A um outro nível, hoje o filme recorda, com alguma nostalgia, a experiência dos primeiros anos de televisão, pelo seu fascínio, pela reunião de vizinhos em casa de quem tivesse um aparelho, e pelo tipo de programas, que iam dos conselhos práticos, a magazines de novos conhecimentos e, claro, ao folclore e música popular que entrava pelas casas dentro.
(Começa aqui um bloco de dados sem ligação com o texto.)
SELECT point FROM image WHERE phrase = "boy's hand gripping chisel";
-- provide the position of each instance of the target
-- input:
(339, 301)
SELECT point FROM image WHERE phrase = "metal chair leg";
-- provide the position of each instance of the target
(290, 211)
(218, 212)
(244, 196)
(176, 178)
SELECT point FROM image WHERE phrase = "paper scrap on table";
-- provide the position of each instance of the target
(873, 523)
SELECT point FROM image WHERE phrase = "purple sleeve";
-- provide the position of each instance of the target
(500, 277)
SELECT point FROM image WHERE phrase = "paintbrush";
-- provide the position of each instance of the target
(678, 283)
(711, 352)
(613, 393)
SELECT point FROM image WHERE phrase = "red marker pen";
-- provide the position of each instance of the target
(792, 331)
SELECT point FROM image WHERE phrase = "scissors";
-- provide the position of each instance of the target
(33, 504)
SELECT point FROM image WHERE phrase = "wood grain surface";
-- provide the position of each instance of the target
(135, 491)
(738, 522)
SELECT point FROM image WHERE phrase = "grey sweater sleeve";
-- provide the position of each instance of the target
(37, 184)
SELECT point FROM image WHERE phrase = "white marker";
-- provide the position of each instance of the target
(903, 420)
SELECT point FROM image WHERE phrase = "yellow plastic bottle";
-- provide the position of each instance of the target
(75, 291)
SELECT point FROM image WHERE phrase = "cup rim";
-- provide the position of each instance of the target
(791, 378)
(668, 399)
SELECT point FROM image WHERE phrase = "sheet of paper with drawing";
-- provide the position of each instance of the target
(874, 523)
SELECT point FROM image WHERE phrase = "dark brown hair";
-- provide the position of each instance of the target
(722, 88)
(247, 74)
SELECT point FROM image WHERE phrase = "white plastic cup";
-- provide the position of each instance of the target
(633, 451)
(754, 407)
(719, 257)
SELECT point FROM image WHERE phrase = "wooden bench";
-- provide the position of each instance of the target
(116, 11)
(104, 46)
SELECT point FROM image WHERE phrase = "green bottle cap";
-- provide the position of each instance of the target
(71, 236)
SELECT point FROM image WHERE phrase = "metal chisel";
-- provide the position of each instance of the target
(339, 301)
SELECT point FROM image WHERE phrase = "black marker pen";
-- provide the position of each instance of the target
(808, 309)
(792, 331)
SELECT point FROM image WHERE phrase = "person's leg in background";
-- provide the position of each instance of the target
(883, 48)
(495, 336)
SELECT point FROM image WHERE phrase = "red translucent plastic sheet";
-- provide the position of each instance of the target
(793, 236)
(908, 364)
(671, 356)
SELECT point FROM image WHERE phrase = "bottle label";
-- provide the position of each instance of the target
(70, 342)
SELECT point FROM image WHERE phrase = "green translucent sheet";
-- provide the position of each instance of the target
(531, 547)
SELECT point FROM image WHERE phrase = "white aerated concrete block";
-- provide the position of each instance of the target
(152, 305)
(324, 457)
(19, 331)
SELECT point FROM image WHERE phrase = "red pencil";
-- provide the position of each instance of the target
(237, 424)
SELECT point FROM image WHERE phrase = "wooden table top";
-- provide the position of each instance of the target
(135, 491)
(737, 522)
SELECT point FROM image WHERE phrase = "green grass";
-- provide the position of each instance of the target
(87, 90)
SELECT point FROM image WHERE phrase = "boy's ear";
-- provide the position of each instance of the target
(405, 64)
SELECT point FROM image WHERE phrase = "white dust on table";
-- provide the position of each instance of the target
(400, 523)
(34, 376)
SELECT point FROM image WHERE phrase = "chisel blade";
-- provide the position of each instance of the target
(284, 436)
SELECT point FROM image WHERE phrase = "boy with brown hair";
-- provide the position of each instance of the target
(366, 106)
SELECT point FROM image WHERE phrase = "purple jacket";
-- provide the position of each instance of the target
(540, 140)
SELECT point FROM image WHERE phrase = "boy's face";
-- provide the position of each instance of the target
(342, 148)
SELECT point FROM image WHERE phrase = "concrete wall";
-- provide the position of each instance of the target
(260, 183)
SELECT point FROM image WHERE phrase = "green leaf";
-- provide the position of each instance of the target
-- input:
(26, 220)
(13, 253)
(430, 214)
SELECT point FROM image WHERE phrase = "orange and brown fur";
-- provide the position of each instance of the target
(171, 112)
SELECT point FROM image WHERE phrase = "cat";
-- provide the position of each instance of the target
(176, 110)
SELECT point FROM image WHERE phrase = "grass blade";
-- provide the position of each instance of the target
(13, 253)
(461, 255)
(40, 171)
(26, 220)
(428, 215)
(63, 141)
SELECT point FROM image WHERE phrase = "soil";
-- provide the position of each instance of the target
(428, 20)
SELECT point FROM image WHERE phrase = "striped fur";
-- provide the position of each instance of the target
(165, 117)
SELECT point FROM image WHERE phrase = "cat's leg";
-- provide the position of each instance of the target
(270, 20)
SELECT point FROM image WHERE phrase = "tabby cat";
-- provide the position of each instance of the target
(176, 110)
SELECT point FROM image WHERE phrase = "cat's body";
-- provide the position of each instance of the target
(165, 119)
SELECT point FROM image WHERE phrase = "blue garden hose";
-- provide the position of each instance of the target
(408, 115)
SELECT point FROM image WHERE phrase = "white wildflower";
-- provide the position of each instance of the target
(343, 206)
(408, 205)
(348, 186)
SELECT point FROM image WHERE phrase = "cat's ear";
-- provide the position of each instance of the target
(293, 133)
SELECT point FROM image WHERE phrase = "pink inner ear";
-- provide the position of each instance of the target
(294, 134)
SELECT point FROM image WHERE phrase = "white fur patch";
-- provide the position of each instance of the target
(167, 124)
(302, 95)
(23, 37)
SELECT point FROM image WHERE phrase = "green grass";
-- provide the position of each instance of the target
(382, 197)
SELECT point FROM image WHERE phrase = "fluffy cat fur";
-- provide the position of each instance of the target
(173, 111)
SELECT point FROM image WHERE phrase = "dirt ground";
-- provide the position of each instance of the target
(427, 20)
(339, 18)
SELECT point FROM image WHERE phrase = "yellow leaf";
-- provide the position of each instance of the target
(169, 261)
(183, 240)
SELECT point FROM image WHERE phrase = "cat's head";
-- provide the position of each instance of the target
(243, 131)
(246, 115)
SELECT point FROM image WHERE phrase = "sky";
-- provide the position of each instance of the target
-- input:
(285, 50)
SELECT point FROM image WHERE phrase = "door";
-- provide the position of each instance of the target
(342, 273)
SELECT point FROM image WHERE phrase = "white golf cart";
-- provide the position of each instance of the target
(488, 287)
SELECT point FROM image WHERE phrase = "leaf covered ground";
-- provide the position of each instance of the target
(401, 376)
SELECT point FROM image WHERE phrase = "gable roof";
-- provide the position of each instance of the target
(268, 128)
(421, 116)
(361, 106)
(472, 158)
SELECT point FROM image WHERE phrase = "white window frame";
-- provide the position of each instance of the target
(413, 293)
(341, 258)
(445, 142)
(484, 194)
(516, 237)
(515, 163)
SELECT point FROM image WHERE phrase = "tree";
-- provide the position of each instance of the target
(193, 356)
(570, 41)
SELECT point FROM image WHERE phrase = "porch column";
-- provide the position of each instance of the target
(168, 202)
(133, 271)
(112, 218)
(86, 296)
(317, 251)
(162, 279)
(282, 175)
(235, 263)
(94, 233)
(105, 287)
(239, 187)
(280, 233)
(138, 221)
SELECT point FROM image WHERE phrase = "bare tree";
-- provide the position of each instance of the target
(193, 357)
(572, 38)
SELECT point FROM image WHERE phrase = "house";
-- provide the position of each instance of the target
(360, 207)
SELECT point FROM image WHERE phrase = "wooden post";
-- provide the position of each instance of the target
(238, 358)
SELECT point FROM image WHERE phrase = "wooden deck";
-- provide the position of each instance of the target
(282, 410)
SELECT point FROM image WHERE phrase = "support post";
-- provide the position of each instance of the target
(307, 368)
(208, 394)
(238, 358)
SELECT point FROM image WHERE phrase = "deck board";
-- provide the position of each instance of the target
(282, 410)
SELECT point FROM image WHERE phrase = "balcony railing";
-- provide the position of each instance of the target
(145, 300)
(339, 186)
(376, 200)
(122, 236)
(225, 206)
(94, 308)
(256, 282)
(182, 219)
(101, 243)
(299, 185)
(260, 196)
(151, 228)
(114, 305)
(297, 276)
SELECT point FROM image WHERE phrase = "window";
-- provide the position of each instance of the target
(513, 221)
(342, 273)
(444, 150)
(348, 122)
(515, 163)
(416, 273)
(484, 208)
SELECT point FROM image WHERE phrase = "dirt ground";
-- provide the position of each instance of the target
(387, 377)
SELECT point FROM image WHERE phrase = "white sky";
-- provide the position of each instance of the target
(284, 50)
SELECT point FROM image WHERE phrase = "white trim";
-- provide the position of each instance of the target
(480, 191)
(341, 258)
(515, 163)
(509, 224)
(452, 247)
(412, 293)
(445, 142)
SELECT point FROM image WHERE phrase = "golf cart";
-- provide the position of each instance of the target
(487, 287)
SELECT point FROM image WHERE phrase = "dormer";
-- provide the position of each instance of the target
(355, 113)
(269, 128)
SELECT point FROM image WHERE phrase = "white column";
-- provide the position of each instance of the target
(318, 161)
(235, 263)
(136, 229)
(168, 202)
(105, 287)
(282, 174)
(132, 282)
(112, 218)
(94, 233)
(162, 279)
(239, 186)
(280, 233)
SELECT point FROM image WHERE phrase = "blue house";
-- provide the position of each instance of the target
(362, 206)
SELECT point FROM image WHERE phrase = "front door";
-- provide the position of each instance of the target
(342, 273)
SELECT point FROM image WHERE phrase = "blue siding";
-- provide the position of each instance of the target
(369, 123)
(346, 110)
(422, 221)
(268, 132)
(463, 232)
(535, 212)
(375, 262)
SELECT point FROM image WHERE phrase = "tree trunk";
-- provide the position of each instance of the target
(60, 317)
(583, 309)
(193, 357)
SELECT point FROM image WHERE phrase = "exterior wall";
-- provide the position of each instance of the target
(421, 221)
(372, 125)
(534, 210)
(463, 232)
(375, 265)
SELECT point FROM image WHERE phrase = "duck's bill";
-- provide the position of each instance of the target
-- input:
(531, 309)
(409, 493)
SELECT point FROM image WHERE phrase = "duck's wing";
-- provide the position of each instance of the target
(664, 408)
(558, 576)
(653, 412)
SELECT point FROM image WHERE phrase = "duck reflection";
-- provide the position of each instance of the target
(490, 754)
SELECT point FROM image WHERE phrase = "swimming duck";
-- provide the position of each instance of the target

Gordon Jackson e Kay Kendall em "Meet Mr. Lucifer" (1953), de Anthony Pelissier

Produção:

Título original: Meet Mr. Lucifer; Produção: Ealing Studios, Michael Balcon Productions; Produtor Executivo: Michael Balcon [não creditado]; País: Reino Unido; Ano: 1953; Duração: 83 minutos; Distribuição: General Film Distributors (GFD) (Reino Unido); Estreia: 23 de Novembro de 1953 (Reino Unido), (Portugal).

Equipa técnica:

Realização: Anthony Pelissier; Produção: Monja Danischewsky; Argumento: Monja Danischewsky [a partir da peça “Beggar My Neighbour” de Arnold Ridley]; Diálogos Adicionais: Peter Myers, Alec Grahame; Direcção Musical: Dock Mathieson; Fotografia: Desmond Dickinson [preto e branco]; Montagem: Bernard Gribble; Direcção Artística: Wilfred Shingleton; Figurinos: Anthony Mendleson; Caracterização: Harry Frampton, Harry Wilton; Efeitos Especiais: Sydney Pearson; Efeitos Visuais: Geoffrey Dickinson.

Elenco:

Stanley Holloway (Sam Hollingsworth / Mr. Lucifer), Peggy Cummins (Kitty Norton), Jack Watling (Jim Norton), Barbara Murray (Patricia Pedelty), Joseph Tomelty (Mr. Pedelty), Humphrey Lestocq (Arthur), Gordon Jackson (Hector McPhee), Jean Cadell (Mrs. Macdonald), Kay Kendall (Lonely Hearts Singer), Charles Victor (Mr. Elder), Olive Sloane (Mrs. Stannard), Ernest Thesiger (Mr. Macdonald), Olga Gwynne (Principal Boy), Joan Sims (Fada), Ian Carmichael (Man Friday), Raymond Huntley (Mr. Patterson), Frank Pettingell (Mr. Roberts (as Frank Pettingel), Irene Handl (Senhora com o Cão), Gladys Henson (Senhora no Autocarro), Roddy Hughes (Billings), Eliot Makeham (Edwards), Bill Fraser (Chefe de Orquestra), Dandy Nichols (Mrs. Clarke), Molly Hamley-Clifford (Mrs. Ensor), Toke Townley (Trompetista), Fred Griffiths (Removal Man), Herbert C. Walton (Cliente Cockney no Pub), Gilbert Harding (O Próprio), Philip Harben (O Próprio), MacDonald Hobley (O Próprio), David Miller (O Próprio).